Poem – Crossing the Red Line (triptychon III) By Frank Joussen
Crossing the Red Line (triptychon III)
1. On the Map
On the map: The red line
of the lignite opencast mine,
an absurdly long compound noun
for an absurd, behind the times
mega project.
What can be found,
here and now,
this side and that side
of the red line?
I experience it by bike.
2. That Side of the Line (Kuckum, Erkelenz, 2021)
A gutter, unswept for months.
A front yard overgrown by weeds,
with a one-metre high dandelion
and over two-metre high bushes,
their branches bowed down
by a multitude of orange-red berries.
Why?
Because even the birds seem to
believe there’s nothing to be gotten here.
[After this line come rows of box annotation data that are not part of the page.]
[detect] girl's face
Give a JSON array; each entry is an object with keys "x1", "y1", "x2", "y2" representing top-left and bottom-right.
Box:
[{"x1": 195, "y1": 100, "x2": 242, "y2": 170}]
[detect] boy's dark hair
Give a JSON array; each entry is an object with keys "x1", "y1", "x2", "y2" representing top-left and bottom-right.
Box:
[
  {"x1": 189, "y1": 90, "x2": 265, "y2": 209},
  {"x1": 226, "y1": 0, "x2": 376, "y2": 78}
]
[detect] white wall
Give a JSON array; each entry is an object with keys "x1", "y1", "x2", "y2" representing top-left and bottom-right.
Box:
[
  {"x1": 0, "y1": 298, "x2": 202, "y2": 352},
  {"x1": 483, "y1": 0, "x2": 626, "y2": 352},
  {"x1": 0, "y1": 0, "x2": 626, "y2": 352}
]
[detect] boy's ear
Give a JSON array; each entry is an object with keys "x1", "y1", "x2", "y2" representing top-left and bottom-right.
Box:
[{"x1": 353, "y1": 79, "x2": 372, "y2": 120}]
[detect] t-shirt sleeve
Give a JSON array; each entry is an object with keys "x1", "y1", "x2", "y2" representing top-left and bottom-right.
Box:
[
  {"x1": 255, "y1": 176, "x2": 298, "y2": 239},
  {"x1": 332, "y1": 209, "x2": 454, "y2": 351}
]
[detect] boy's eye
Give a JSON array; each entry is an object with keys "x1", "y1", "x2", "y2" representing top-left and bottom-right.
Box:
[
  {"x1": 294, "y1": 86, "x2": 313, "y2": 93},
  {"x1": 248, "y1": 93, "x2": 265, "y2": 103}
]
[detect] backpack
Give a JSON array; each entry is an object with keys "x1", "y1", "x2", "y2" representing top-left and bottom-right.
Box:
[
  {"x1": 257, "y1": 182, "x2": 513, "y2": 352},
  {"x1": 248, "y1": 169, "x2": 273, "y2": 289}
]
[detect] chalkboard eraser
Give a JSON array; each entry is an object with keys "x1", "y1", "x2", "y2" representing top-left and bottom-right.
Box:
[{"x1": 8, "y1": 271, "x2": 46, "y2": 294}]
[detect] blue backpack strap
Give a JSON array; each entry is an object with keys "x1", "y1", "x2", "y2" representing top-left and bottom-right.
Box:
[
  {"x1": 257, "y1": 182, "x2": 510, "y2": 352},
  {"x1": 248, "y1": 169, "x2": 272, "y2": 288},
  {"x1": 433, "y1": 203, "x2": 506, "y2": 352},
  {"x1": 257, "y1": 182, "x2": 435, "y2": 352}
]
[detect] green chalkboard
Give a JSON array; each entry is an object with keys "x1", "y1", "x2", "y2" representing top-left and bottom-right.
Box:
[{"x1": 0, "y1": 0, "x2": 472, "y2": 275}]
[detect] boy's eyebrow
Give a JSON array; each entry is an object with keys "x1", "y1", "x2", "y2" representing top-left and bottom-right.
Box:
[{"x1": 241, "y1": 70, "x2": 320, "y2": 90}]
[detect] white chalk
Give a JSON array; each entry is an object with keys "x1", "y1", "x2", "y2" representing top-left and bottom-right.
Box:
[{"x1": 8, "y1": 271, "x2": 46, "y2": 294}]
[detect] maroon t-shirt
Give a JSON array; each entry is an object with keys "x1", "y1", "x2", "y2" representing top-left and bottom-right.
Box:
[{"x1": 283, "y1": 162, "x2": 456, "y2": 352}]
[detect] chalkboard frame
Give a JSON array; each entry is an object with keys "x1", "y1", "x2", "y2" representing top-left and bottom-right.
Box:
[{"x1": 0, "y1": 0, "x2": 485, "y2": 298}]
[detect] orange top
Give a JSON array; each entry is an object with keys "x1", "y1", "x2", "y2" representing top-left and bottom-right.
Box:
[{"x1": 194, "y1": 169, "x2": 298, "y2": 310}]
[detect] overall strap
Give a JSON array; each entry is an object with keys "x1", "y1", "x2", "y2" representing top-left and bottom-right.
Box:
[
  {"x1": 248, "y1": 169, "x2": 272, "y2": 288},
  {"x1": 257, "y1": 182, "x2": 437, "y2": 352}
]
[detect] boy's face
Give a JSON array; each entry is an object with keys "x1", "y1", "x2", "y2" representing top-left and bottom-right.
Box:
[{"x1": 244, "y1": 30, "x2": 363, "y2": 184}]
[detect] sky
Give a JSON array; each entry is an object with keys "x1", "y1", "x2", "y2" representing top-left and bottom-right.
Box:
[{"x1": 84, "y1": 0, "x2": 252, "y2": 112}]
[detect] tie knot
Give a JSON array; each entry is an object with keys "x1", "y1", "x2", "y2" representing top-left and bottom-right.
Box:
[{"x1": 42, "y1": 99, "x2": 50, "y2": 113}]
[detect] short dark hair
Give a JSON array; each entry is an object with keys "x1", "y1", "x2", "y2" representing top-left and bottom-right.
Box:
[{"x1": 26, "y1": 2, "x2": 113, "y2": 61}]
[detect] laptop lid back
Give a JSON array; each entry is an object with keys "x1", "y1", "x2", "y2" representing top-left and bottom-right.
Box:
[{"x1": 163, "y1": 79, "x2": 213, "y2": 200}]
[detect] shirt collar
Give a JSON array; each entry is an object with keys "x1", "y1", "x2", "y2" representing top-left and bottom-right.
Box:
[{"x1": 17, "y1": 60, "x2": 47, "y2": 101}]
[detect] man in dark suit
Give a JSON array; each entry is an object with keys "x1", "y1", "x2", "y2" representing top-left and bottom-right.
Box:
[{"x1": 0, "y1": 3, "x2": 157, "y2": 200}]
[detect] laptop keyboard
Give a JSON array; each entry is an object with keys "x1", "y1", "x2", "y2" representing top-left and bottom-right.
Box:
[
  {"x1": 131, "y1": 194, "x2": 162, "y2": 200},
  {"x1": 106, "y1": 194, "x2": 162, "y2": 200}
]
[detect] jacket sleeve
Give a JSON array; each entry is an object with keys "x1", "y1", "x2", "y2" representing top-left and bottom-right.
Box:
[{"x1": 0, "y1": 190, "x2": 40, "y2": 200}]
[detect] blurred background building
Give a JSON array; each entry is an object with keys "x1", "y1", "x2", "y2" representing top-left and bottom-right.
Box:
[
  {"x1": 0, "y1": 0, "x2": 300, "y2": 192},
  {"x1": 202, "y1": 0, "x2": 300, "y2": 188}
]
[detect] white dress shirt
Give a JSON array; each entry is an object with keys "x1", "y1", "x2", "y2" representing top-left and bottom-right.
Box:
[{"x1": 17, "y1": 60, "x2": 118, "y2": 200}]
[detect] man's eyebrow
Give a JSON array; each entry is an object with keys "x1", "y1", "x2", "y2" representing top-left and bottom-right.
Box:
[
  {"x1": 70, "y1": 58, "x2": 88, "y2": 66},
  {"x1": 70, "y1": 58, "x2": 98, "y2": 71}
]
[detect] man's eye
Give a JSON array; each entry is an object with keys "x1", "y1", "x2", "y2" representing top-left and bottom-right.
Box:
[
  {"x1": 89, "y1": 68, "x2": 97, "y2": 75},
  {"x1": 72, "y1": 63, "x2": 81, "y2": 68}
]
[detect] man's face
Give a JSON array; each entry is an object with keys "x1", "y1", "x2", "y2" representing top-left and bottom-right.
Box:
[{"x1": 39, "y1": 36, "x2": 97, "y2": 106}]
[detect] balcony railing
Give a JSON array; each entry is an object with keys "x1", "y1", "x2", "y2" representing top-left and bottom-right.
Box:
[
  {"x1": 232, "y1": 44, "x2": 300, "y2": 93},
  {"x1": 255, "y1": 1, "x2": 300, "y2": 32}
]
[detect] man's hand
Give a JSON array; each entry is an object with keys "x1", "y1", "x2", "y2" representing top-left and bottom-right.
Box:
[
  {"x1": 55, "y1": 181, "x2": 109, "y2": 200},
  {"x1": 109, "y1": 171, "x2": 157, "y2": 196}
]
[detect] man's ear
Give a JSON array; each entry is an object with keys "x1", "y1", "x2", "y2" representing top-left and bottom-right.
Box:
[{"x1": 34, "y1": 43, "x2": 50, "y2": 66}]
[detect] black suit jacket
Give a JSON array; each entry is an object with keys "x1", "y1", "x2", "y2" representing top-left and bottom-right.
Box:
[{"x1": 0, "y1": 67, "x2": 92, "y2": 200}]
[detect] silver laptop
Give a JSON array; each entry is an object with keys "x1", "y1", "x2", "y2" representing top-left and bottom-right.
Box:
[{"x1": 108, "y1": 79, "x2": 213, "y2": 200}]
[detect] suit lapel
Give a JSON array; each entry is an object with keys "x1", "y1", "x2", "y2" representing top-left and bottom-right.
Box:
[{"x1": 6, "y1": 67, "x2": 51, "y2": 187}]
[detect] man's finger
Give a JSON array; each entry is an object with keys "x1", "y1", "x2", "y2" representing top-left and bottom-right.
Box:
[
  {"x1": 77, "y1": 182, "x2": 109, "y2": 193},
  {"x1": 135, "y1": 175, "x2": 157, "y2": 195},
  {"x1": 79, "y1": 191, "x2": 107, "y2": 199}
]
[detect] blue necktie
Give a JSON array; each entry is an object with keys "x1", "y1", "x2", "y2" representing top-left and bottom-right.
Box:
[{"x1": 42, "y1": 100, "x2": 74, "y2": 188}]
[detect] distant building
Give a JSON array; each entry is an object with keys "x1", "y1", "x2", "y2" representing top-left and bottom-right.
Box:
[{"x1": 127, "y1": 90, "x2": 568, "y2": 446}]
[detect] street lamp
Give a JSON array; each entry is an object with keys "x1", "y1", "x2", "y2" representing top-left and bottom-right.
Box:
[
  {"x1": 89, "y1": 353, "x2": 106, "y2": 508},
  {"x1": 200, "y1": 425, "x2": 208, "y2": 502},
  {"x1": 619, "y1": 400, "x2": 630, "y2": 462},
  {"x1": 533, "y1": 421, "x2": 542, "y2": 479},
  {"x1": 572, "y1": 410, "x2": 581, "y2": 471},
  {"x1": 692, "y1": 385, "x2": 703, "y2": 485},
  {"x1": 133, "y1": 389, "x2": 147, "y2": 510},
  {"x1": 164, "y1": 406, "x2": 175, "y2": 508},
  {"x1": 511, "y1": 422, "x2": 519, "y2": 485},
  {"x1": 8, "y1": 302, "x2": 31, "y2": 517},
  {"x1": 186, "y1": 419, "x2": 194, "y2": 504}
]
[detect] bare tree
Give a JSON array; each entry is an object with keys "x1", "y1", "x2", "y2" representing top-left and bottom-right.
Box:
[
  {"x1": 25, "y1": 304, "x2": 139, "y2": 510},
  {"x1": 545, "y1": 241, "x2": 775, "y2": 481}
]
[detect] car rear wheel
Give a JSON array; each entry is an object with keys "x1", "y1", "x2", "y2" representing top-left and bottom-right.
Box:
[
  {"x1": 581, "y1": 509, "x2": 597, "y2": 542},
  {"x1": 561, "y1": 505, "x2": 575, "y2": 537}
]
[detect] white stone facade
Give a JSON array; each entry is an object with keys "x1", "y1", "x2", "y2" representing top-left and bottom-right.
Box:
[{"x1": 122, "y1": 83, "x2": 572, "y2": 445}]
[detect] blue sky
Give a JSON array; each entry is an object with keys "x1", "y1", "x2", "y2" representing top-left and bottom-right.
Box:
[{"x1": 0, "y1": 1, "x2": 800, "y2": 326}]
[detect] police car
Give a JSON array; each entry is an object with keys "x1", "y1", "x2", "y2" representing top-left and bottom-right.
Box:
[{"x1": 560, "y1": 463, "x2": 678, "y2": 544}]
Not far from there a football field
on whose red gravel
many a player grazed his knees,
now already half covered
by a lush carpet of bright green
Humans yield space,
Nature advances,
reclaims what she’s lost.
That’s normal, isn’t it?
No, it isn’t.
In the no man’s land
between things how they used
to be and will never be again
and things to come that shouldn’t come
nothing is ‘normal’.
For more than the last remains
of hundreds or even thousands of years
of civilization will disappear.
The rest of otherwise resilient
Mother Nature will too
on the staggeringly fast
slide into the oversized pit.
3.This Side of the Line (Wanlo, Moenchengladbach, 2021)
Less than two kilometres
behind the abandoned red-green football field:
Perfectly tutored lawns invite
me to rest and find some peace of mind.
No chance! This immaculate green
is part of a golf course,
bikes forbidden!
So where shall I leave it?
In the private parking area
of the golf club,
with its many mirror polished
SUVs, but empty spaces
in front of two charging poles
for electric cars?
Here too: Prohibition signs,
promising exclusiveness,
guarded by a lion
with greedy, open jaws.
The manor house opposite
is sparkling in the light
of the setting sun –
looking grandly renovated,
advertising upmarket gastronomy
and a petting zoo ‘for the little guests’.
But oh what a shock!
If nothing changes,
The zealous old golfers
And the dear roistering little guests
will soon be less joyful
because the pale, powdery dust
rising from the oversized pit
will cover the fresh green of the golf course,
the tables, chairs, sunshades
of the outdoor gastronomy
plus the backs of the animals
in the petting zoo.
Only the lion won’t
notice the change,
being made of grey stone,
unmoved and inflexible
like the tamers
of the oversized
Very Hungry Caterpillar.***
***The Very Hungry Caterpillar by Eric Carle is a very popular German children’s book, also quite popular in various translations.
Author Bio: Frank Joussen
Frank Joussen is a German teacher, writer, translator and editor. His publications include two selections of his poetry, one of them being a bilingual collaboration with Romanian poet Ana Cicio. He has co-edited two international anthologies of poetry/fiction in India and one of short stories in Germany. His poems and short stories have also been published in a variety of literary magazines and anthologies in India, Australia, G.B., the Republic of Ireland, Germany, Romania, Malta, the U.S.A., Canada, India, China, Thailand and Japan; some of them have been translated into German, Romanian, Hindi and Chinese. His latest publications include Pulsar (G.B.), Panku Poems (Canada) and Earthborne (Australia), FreeXpresSion (Australia), Personal Bests Journal (G.B.), Setu (U.S.A.) and Phenomenal Literature (India).